An EEG motor imagery classification pipeline using a Spiking Neural Network (SNN), evaluated with NeuroBench.

---

## Dataset — Lee2019\_MI

The dataset is sourced from [MOABB](https://moabb.neurotechx.com/) (`Lee2019_MI`) and consists of EEG recordings from **54 subjects** performing a **2-class motor imagery task** (left hand vs. right hand).

| Property | Value |
| --- | --- |
| Subjects | 54 |
| Sessions per subject | 2 (recorded on different days) |
| Trials per subject per session | 100 (50 per class) |
| Total trials | 10,800 |
| EEG channels | 62 |
| Original sampling rate | 1000 Hz |
| Resampled to | 100 Hz |
| Epoch window | 1.0 s – 3.5 s after trial onset |
| Frequency band | 8 – 30 Hz (mu and beta rhythms) |
| Classes | left hand, right hand |

The two sessions were recorded on separate days, making the dataset suitable for studying both within-session and cross-session generalization.

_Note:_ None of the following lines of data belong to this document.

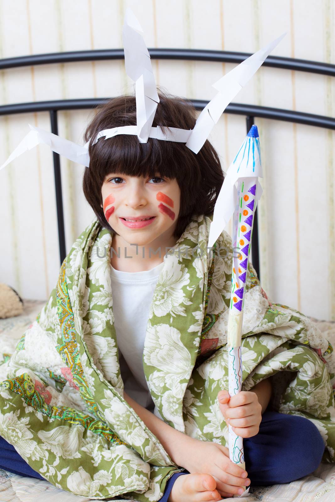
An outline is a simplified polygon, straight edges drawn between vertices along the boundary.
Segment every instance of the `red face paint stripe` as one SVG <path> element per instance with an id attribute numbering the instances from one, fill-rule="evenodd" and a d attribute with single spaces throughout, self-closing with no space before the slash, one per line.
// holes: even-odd
<path id="1" fill-rule="evenodd" d="M 114 196 L 110 193 L 109 195 L 107 195 L 106 198 L 103 201 L 103 211 L 107 207 L 107 206 L 109 206 L 110 204 L 113 204 L 113 202 L 115 202 L 115 198 Z"/>
<path id="2" fill-rule="evenodd" d="M 162 192 L 158 192 L 156 198 L 157 200 L 160 200 L 164 204 L 167 204 L 168 206 L 170 206 L 171 207 L 173 207 L 173 201 L 172 199 L 170 199 L 169 197 L 166 195 L 165 193 L 163 193 Z"/>
<path id="3" fill-rule="evenodd" d="M 168 216 L 170 216 L 171 219 L 174 219 L 176 215 L 173 211 L 171 210 L 169 207 L 167 207 L 166 206 L 164 206 L 163 204 L 160 204 L 158 207 L 161 210 L 162 212 L 165 213 L 165 214 L 167 214 Z"/>
<path id="4" fill-rule="evenodd" d="M 107 220 L 107 221 L 109 219 L 109 216 L 110 216 L 110 215 L 113 214 L 113 213 L 114 212 L 114 209 L 115 209 L 114 206 L 112 206 L 111 207 L 109 207 L 108 209 L 107 209 L 107 211 L 104 213 L 104 215 L 105 216 L 106 219 Z"/>

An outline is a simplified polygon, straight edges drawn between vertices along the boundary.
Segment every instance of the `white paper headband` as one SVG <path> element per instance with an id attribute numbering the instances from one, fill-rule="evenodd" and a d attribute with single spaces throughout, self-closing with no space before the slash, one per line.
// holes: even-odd
<path id="1" fill-rule="evenodd" d="M 126 71 L 135 82 L 136 126 L 124 126 L 100 131 L 92 142 L 95 144 L 103 137 L 109 139 L 119 134 L 137 136 L 140 143 L 147 143 L 149 138 L 166 141 L 185 143 L 197 154 L 227 105 L 255 74 L 270 53 L 280 42 L 283 34 L 263 49 L 243 61 L 213 84 L 218 92 L 200 113 L 193 129 L 169 128 L 166 134 L 159 126 L 152 127 L 159 98 L 157 92 L 150 56 L 140 23 L 131 9 L 126 12 L 123 31 Z M 0 167 L 0 170 L 24 152 L 44 143 L 53 152 L 88 167 L 89 165 L 88 142 L 83 146 L 56 135 L 29 126 L 31 131 Z"/>

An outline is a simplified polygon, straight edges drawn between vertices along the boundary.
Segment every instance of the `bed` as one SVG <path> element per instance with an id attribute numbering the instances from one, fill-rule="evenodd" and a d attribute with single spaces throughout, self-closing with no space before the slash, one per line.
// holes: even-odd
<path id="1" fill-rule="evenodd" d="M 45 301 L 26 300 L 19 316 L 0 320 L 0 352 L 11 354 L 25 331 L 34 321 Z M 312 320 L 335 345 L 335 322 Z M 74 495 L 54 486 L 49 481 L 19 476 L 0 469 L 0 501 L 6 502 L 84 502 L 90 499 Z M 113 500 L 113 498 L 103 499 Z M 225 500 L 233 500 L 226 498 Z M 127 497 L 125 497 L 127 500 Z M 287 484 L 252 486 L 248 502 L 334 502 L 335 464 L 321 463 L 317 469 Z"/>

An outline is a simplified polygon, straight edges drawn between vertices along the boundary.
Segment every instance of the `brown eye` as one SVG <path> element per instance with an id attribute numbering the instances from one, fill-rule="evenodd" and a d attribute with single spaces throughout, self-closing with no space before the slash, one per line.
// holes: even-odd
<path id="1" fill-rule="evenodd" d="M 113 180 L 122 180 L 122 178 L 111 178 L 110 180 L 108 180 L 108 183 L 109 181 L 112 181 Z M 112 183 L 112 185 L 121 185 L 121 183 Z"/>

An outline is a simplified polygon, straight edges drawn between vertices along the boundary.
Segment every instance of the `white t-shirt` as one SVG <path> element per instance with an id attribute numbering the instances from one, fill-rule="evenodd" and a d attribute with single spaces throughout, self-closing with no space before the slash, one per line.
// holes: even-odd
<path id="1" fill-rule="evenodd" d="M 111 266 L 115 327 L 125 391 L 144 408 L 155 404 L 143 369 L 144 340 L 154 292 L 164 262 L 151 270 L 125 272 Z"/>

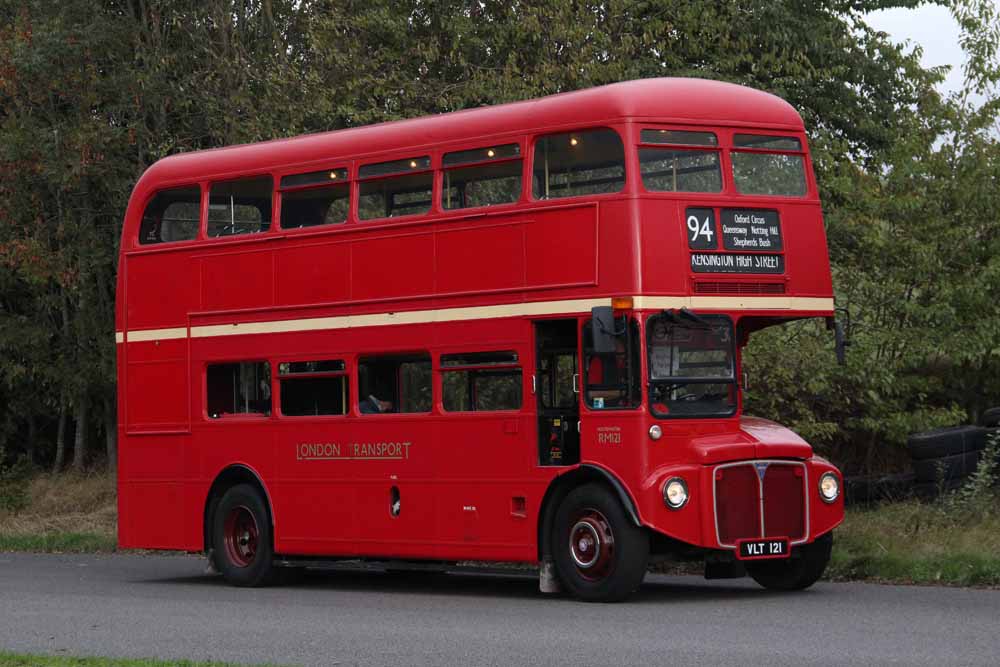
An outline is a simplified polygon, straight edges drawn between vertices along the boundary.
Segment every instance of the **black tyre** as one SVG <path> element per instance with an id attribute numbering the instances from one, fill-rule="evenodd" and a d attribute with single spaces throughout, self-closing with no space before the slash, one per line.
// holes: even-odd
<path id="1" fill-rule="evenodd" d="M 923 459 L 913 462 L 913 472 L 918 482 L 938 482 L 963 479 L 976 471 L 982 450 L 942 456 L 938 459 Z"/>
<path id="2" fill-rule="evenodd" d="M 979 416 L 979 425 L 985 426 L 986 428 L 996 428 L 997 426 L 1000 426 L 1000 408 L 983 410 L 983 414 Z"/>
<path id="3" fill-rule="evenodd" d="M 607 487 L 586 484 L 559 505 L 552 550 L 567 591 L 588 602 L 617 602 L 646 575 L 649 535 Z"/>
<path id="4" fill-rule="evenodd" d="M 234 586 L 273 581 L 274 537 L 271 516 L 260 492 L 249 484 L 226 491 L 212 515 L 215 569 Z"/>
<path id="5" fill-rule="evenodd" d="M 811 544 L 793 549 L 788 559 L 747 563 L 747 574 L 769 590 L 801 591 L 823 576 L 832 550 L 833 533 L 827 533 Z"/>
<path id="6" fill-rule="evenodd" d="M 938 459 L 986 447 L 987 430 L 981 426 L 949 426 L 926 433 L 914 433 L 907 440 L 914 460 Z"/>
<path id="7" fill-rule="evenodd" d="M 913 485 L 913 495 L 920 500 L 935 500 L 942 493 L 950 493 L 962 486 L 960 479 L 948 479 L 940 482 L 918 482 Z"/>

The preprocessed train/validation splits are automatically downloaded from [HuggingFace](https://huggingface.co/datasets/NeuroBench/thor_eeg_mi) via the `ThorEEGMI` dataset class — no manual preparation or splitting is required.

---

## Folder Structure

```
.
├── Makefile
├── train.py # Train the EEG-SNN model
└── benchmark.py # NeuroBench evaluation
```

---

## Pipeline

### 1. `train.py` — Train the SNN

Trains a 3-layer fully connected Spiking Neural Network using [snnTorch](https://snntorch.readthedocs.io/). The model processes EEG timesteps sequentially, one timestep at a time, accumulating spikes across the temporal dimension. The best model by validation accuracy is saved.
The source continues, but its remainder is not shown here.